Complex Parser
Complex Parser is a powerful Python package designed to streamline the process of data extraction from JSON-like structures while also enriching the extracted data with synonym retrieval capabilities. Whether you're working with complex nested JSON data or simple dictionaries, this package provides a flexible and intuitive solution for extracting specific data elements based on user-defined format keys, all while expanding the semantic richness of your data through synonym retrieval.
Features
- Structured Data Extraction: Extract specific data elements from nested JSON-like structures based on user-specified format keys.
- Customizable Format Keys: Define format keys to precisely target the data elements you need, making it adaptable to a wide range of data structures.
- Efficient Data Parsing: Utilizes efficient algorithms to parse through the data and extract relevant information with minimal computational overhead.
- Thread Based chuncking: Utilises threads to quickly sort through larger data sets.
Synonym Retrieval
- Semantic Enrichment: Enhance the semantic richness of your data by retrieving synonyms for key terms using both WordNet and custom synonym lists.
- Flexible Synonym Loading: Load additional synonyms from custom lists to expand the synonym pool for specific terms, allowing for fine-tuned control over synonym retrieval.
Ease of Use
- Simple Integration: Integrate seamlessly into your Python projects with an intuitive interface and straightforward usage.

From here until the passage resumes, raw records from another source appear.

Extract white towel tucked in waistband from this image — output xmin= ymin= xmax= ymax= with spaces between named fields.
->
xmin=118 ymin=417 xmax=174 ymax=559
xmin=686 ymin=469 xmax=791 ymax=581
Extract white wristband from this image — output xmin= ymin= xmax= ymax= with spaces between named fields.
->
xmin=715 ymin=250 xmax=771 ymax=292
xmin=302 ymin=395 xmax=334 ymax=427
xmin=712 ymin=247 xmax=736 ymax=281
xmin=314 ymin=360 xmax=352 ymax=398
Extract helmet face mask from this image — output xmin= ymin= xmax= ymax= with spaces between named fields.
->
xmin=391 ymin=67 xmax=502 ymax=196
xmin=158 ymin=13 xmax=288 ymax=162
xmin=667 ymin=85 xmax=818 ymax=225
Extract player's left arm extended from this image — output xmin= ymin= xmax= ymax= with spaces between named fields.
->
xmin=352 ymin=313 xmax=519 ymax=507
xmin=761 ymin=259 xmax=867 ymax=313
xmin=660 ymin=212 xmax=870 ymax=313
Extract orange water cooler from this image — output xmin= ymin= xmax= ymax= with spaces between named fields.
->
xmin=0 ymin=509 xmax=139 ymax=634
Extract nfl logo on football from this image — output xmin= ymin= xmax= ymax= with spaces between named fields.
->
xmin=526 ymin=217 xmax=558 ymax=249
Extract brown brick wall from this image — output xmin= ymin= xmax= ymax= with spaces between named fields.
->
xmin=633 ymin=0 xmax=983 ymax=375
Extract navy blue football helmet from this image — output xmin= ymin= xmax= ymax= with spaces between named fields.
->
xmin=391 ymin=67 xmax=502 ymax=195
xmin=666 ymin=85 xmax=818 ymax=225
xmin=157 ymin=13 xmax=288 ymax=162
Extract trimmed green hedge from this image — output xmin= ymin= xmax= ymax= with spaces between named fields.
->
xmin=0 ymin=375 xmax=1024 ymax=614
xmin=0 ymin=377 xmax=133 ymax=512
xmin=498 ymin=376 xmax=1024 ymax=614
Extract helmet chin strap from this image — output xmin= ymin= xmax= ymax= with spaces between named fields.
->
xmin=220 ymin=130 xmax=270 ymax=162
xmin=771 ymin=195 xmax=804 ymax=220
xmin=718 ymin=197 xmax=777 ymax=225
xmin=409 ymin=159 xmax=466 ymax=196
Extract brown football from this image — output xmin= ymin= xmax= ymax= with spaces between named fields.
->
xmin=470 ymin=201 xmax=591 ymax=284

- Comprehensive Documentation: Detailed documentation and examples provided for easy reference and quick integration into your projects.
Installation
You can install Complex Parser via pip:
pip install complex-parser
Usage:
Here's a simple example demonstrating how to use the package
from complex_parser import extract_data
data = {
"people":[
{
"name": "John",
"age": 30,
"address": {
"road": "123 Main St",
"city": "Anytown"
}
},
{
"name": "Joshua",
"age": 3100,
"address": {
"road": "657 Loud St",
"city": "Basictown",
"landmark": "Town Square"
}
},
{
"name": "John",
"age": 30,
"location": {
"road": "8474 Main St",
"city": "None"
}
},
{
"fullname": "Job",
"age": 27,
"destination": {
"road": "8474 John's St",
"city": "London"
}
},
{
"unknown": "Job",
"age": 27,
"destination": {
"road": "8474 John's St",
"city": "London"
}
}
]
}
format_keys = ["name", "address"]
load_lists= {
"address":[
"location"
],
"name": [
"fullname"
]
}
extracted_data = extract_data(data=data, format_keys=format_keys,load_lists=load_lists)
print(extracted_data)
results:
[{'name': 'John', 'age': 30, 'address': {'road': '123 Main St', 'city': 'Anytown'}}, {'name': 'Joshua', 'age': 3100, 'address': {'road': '657 Loud St', 'city': 'Basictown', 'landmark': 'Town Square'}}, {'name': 'John', 'age': 30, 'location': {'road': '8474 Main St', 'city': 'None'}}, {'fullname': 'Job', 'age': 27, 'destination': {'road': "8474 John's St", 'city': 'London'}}]
License:
This project is licensed under the Mozilla Public License Version 2.0 - see the LICENSE file for details.
Contributing
Contributions are welcome! Please feel free to submit bug reports, feature requests, or pull requests on the GitHub repository.